- This is another – fairly brief – take on "Tolstoy (Leo) - The Death of Ivan Ilyich", which I’ve myself covered in a Note on Ivan Ilych1.
- James Baillie is correct to say – as he does – that there’s a distinction between a first person and a third person view2 of the world, and that our ready acceptance of the fact that all will die, is viewing ourselves objectively in the third person sense almost as a separate individual.
- He is also right to say that subjectively we are at the centre of our – even “the” – world, as the location of our brain and the bulk of our sense-organs is in our head, around which the world seems to revolve. He cites "Johnston (Mark) - Surviving Death" in support of this3. He’s right that this pre-eminence given to ourselves is absurd from a third-person perspective, but I think this is a perspective that we grow out of fairly early in childhood.
- He’s also right that the reality of our own impending death gives us as an “existential shock” when we really first take it seriously, and that it’s something that we do our best to ignore by just getting on with things.
- His own crisis (first) occurred quite late in life – though not as late as Ivan’s – at age 27, after “a retreat”, though he doesn’t specify what kind of retreat – maybe a Buddhist one as that’s his metier. I think mine4 – in the sense of meditating on the inconceivability of my own ultimate “ceasing to be” occurred in my mid-teens, I think.
- Baillie’s opinion is that the existential shock is caused by the realisation that the Self5 is illusory. He attributes this supposed insight to Buddhism6, “rediscovered” by Hume7, whose introspection revealed no Self, but only a succession of “impressions”.
- looking at this more closely, Baillie cites "Garfield (Jay L.) - Engaging Buddhism: Why It Matters to Philosophy" to the effect that what’s wrong with our ‘primal confusion’ in seeing ourselves and the world through the ….
- Baillie’s take on the matter is not mine, however. Nor is it the view of common sense. You’d have thought that the realisation that the Self is illusory would either itself cause the existential crisis, or – if it didn’t – would defuse the one caused by the realisation of ultimate non-existence.

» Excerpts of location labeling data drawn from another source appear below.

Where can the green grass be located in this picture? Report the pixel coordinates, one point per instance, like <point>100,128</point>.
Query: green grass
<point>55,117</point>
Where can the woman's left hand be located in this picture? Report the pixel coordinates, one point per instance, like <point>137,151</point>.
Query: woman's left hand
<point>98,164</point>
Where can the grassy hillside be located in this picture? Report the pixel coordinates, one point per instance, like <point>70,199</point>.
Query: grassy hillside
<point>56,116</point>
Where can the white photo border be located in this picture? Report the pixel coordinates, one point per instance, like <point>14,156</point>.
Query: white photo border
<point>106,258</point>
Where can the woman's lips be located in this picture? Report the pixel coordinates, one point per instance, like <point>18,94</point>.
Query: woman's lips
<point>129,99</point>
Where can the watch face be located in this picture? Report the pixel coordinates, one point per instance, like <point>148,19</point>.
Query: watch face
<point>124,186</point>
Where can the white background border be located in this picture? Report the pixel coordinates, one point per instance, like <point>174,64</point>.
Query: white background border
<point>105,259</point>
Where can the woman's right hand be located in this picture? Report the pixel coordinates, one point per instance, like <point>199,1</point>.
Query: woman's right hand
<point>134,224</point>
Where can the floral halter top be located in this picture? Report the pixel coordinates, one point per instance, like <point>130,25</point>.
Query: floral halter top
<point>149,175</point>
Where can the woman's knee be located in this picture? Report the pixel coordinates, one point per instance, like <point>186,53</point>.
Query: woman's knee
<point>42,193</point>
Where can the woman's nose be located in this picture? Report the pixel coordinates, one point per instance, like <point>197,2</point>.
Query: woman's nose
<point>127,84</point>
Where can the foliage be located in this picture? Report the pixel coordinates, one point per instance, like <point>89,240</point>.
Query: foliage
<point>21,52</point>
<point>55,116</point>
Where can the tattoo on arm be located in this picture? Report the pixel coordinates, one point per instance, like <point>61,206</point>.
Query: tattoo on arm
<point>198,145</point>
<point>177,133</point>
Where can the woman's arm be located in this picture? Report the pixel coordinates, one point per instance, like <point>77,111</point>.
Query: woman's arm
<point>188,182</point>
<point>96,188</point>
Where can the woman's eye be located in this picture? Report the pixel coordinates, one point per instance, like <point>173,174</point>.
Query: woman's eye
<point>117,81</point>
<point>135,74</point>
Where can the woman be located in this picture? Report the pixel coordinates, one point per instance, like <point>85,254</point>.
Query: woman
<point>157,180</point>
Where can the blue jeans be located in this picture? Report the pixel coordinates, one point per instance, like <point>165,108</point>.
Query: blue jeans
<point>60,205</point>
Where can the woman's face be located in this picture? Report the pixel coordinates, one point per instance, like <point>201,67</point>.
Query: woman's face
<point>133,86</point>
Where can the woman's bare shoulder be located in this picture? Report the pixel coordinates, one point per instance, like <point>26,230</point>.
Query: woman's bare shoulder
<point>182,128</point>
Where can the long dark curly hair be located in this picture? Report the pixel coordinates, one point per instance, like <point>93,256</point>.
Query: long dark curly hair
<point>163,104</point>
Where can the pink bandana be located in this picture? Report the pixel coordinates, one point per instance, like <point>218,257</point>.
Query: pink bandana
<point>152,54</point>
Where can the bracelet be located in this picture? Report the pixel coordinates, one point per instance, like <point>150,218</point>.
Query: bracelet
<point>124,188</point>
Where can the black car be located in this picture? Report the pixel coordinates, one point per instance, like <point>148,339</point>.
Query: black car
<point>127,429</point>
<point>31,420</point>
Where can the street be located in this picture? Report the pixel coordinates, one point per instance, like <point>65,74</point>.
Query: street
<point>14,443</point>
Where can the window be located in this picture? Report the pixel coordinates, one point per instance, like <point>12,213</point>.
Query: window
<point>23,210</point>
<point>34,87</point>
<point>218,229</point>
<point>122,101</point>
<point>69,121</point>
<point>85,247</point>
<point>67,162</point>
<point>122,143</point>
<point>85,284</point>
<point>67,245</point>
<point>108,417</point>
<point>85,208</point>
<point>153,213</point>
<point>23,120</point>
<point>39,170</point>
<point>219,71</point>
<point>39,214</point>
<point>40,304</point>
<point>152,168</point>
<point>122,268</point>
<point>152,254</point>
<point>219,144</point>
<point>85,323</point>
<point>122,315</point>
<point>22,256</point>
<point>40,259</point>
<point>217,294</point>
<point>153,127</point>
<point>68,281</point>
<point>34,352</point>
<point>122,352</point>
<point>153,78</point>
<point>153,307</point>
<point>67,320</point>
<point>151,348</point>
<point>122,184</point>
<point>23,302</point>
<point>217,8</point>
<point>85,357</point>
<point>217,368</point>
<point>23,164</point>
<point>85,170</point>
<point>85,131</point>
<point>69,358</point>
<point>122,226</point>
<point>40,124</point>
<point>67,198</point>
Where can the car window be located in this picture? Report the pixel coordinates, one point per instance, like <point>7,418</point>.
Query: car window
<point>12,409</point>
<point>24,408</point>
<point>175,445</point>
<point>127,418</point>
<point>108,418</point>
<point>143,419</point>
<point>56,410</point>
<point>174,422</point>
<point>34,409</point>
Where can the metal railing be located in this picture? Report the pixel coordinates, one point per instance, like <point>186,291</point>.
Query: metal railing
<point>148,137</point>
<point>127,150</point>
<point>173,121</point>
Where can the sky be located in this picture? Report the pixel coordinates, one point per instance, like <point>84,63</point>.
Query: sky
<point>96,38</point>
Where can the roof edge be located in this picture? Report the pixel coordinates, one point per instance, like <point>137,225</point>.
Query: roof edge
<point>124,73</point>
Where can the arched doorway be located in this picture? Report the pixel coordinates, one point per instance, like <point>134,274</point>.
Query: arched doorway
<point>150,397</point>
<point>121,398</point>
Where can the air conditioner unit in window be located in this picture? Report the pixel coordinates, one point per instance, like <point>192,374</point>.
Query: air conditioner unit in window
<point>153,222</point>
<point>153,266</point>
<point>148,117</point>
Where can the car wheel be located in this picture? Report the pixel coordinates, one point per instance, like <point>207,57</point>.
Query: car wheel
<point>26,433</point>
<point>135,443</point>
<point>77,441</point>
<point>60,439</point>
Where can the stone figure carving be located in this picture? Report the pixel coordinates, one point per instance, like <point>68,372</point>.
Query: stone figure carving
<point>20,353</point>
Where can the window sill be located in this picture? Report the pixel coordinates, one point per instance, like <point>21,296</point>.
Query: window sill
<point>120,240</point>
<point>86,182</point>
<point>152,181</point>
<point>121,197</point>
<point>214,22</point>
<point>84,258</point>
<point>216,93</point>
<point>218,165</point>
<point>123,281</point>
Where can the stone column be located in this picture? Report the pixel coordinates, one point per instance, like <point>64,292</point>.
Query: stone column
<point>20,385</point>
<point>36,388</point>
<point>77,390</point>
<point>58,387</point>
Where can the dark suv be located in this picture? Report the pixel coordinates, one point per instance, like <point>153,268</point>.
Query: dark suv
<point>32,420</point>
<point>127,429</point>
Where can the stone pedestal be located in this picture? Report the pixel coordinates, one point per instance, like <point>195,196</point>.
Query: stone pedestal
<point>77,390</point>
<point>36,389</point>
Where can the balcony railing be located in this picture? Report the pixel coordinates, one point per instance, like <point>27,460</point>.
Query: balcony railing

For the full text, see Aeon: Baillie - We all know that we will die, so why do we struggle to believe it?.
- He uses the terms ‘inside’ and ‘outside’ views of the world.
- This book came up at Heythrop. I seem to have got some way in reading and commenting on the long first Chapter – "Johnston (Mark) - Is Heaven a Place We Can Get To?", but may not have finished. I need to follow up on this and review what I read / wrote.